Exhausted

Are you exhausted yet?

Exhausted yet?

Aside from the emotional stuff, you are also dealing with concrete issues. Your work has changed. You’re possibly on unemployment, if you’ve successfully filed your claims. You feel a great deal of uncertainty. You’re not sure where you will get money for food and necessities for your family.

It’s no wonder you’re tired. Staring at a screen all day, most likely, messes with your eyeballs and with your brain. Your sleep is off and when you do sleep, the dreams keep on coming.

What in the world can be done about all of this?

There’s no advice I will give you that is going to be a game-changer. I’m also not the advice lady. I’m more the help-you-look-inward lady. The I’ll-sit-with-you-when-you’re-breaking-down lady.

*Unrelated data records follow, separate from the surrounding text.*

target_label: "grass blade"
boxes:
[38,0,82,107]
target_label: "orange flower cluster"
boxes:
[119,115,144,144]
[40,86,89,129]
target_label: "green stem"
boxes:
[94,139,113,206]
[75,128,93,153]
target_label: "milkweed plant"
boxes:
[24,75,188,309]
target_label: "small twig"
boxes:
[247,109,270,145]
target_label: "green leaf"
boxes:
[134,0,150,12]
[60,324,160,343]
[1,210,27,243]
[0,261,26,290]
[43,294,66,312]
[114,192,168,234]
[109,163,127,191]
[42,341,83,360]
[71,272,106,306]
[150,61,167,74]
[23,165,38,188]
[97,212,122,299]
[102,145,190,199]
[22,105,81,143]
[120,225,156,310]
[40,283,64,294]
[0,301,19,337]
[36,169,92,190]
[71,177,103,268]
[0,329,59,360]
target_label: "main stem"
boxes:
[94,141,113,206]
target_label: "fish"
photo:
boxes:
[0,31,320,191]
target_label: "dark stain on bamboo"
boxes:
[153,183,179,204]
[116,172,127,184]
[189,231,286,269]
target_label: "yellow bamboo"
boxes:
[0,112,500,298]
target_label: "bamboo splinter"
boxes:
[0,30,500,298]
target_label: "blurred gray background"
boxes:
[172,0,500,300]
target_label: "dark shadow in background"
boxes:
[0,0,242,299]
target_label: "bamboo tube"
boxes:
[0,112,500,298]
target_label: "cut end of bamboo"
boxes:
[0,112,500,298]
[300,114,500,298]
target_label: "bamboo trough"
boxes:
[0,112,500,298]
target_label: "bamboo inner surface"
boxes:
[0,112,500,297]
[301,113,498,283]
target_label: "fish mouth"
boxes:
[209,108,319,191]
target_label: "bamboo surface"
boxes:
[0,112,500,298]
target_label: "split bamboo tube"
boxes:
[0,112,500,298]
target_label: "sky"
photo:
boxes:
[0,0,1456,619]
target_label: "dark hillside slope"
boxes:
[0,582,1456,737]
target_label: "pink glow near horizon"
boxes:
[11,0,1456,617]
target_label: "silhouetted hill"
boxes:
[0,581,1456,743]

Besides, you read all the click-bait. The 10 tips for multi-tasking or the 5 tips for feeling exhausted. You know they don’t work. You’ve either tried them all or you think they’re way too cheesy for you.

Does it make you feel any better that I fall into both of those categories? That certain brands of cheesiness don’t sit right with me either? Believe me when I say that I get where you’re coming from. I hear it from my clients all the time – that nothing is working right now.

The best thing I can do for you now is give you support. It’s all I have right now. That support involves me listening to you.  And hearing you.  And getting you.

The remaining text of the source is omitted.